Saturday, September 23, 2023

Let’s Go Play at the Adams’ By Mendal W. Johnson

 

Let’s Go Play at the Adams’
By Mendal W. Johnson
1974 Bantam
Paperback, 282 pages

 


                This novel is inspired by the Sylvia Likens murder case, as was Jack Ketchum’s later work The Girl Next Door (1989). Thanks to Grady Hendrix’s Paperbacks from Hell, this book has had a resurgence in interest, driving already high prices even higher. Vanguard has reprinted it under the PfH banner. Perhaps that is why I found an original at a good price. I took the plunge.

 

                While the Adams are vacationing in Europe, they have their responsible baby-sitter Barbara minding their two children: 13-year-old Bobby and 10-year-old Cindy. All is rosy until Barbara wakes up to find herself tethered to her bed. She comes to learn that it is a “game” being played by the Freedom Five, the two Adams kids and their friends, 16-year-old John, Dianne, almost 18, and her brother Paul, also in his young teens. They consider her, at 20, to be an adult and, though they like her, she is one of them… a grown-up.
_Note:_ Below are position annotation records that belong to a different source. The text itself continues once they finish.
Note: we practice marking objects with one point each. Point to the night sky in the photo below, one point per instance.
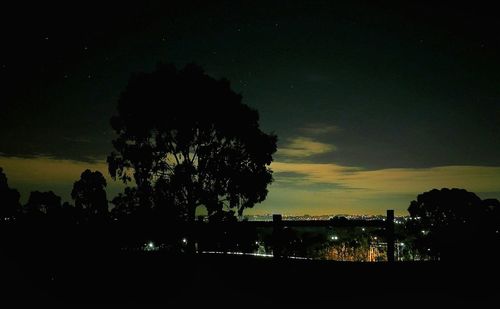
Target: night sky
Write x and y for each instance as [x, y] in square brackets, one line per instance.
[372, 103]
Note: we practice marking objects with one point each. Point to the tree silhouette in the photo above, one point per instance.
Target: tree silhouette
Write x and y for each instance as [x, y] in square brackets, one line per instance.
[43, 203]
[189, 138]
[446, 221]
[89, 194]
[9, 199]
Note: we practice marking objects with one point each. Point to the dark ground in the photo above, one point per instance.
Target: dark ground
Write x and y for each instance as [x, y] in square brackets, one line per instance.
[156, 277]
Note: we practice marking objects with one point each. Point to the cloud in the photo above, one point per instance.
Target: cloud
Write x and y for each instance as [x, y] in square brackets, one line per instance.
[303, 147]
[392, 180]
[45, 173]
[318, 129]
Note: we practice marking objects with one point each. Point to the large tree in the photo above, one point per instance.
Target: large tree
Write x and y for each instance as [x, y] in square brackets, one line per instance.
[89, 194]
[447, 223]
[188, 140]
[9, 199]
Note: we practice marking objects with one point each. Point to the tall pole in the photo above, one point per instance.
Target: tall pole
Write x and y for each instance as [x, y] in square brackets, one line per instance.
[390, 235]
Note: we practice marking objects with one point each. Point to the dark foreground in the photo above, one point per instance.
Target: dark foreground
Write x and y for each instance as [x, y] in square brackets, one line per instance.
[155, 277]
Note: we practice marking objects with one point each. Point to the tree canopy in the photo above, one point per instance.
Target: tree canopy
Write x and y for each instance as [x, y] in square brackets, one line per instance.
[89, 194]
[187, 140]
[447, 221]
[9, 199]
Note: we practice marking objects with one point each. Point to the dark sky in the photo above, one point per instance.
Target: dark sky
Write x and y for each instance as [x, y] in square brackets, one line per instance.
[358, 85]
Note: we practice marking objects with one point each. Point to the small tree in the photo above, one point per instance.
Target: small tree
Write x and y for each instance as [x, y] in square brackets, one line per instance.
[187, 139]
[43, 203]
[89, 194]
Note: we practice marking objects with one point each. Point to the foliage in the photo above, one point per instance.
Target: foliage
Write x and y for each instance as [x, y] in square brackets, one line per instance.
[187, 139]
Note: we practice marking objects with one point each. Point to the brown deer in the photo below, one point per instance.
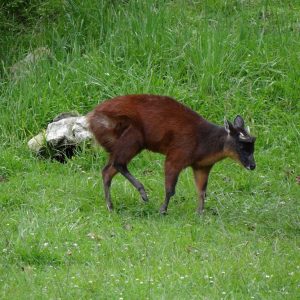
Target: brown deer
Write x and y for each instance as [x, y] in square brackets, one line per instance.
[126, 125]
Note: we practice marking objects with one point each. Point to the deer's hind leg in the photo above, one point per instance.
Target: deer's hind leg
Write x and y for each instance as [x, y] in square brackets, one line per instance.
[108, 172]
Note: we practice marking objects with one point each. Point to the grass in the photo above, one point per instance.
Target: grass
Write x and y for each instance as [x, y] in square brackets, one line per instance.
[220, 58]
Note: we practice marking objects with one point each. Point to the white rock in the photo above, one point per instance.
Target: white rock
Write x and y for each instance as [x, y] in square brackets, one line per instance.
[37, 143]
[68, 131]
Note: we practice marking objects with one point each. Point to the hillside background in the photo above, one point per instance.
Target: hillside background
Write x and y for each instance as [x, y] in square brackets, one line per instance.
[221, 58]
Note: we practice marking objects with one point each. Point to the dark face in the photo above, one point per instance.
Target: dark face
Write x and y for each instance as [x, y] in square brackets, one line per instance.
[241, 143]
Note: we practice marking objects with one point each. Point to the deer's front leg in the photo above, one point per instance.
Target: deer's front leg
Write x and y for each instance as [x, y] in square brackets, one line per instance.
[201, 178]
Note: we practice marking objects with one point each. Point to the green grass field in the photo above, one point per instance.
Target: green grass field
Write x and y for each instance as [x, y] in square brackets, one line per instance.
[221, 58]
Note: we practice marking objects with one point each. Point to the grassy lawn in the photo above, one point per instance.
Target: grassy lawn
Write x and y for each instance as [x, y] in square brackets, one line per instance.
[57, 240]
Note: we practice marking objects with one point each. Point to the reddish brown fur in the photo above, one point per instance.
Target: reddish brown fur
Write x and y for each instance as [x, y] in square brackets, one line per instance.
[126, 125]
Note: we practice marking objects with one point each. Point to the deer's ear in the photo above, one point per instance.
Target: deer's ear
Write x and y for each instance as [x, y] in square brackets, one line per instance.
[239, 122]
[228, 126]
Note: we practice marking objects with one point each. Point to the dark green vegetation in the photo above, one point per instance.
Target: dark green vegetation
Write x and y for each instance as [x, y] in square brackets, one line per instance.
[220, 58]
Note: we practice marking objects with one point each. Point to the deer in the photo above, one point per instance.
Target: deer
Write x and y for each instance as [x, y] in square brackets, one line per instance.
[126, 125]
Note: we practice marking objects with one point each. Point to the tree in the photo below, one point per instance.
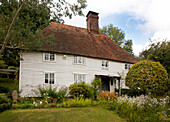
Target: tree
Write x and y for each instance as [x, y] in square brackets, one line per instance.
[118, 36]
[148, 76]
[22, 21]
[159, 52]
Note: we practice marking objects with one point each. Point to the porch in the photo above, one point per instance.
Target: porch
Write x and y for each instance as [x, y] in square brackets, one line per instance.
[109, 83]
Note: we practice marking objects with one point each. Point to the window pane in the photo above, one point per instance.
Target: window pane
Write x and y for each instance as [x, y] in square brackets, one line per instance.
[84, 60]
[75, 59]
[46, 56]
[83, 78]
[75, 78]
[106, 64]
[125, 66]
[52, 57]
[103, 63]
[80, 60]
[51, 78]
[79, 79]
[46, 77]
[129, 66]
Now the kids were in power.

               

                Naturally, things ascend, though they happen at a slow pace. There were times that I was afraid I was going to give up on it (a la Stephen King’s Gerald’s Game, a book I found so desperately boring that I didn’t finish it and haven’t read a King book since), but the prose made me stick with it, for better or worse. As the story progresses, so do the children’s cruel ambitions, and Barbara is methodically stripped, raped, and tortured. Much of this made me angry. I’m like, come on! You’re bigger and smarter than they are… make it stop. But this was just all a part of Johnson’s mastery of storytelling.

 

                Every character’s point of view is explored, from the 10-year-old right up through to the captive Barbara. In parts, I couldn’t tell if I thought it was wildly misogynistic or if that might just be how certain characters felt about the situation. At any rate, it made me very uneasy for much of the book’s length, but I had to keep going. Such is the strength of this narrative.

 

                The book absolutely kicked my ass.

 

                It took a few days (weeks?) to come up from the lows this book made me feel. It is said that Johnson’s wife blames this book, the author’s only published work, for killing him, driving him into deeper drink and depression. I can believe it. The attention to detail put into the psyche of each character makes everyone’s motives and beliefs crystal clear. And that makes it all even more horrifying.

 

                My wife has read Ketcham’s book and said I should avoid it, that it would make me mad. I have also heard that Adams’ is a “lighter” take on the same subject. I shall definitely be avoiding Ketcham’s book. Let’s Go Play at the Adams’ absolutely kicked my ass.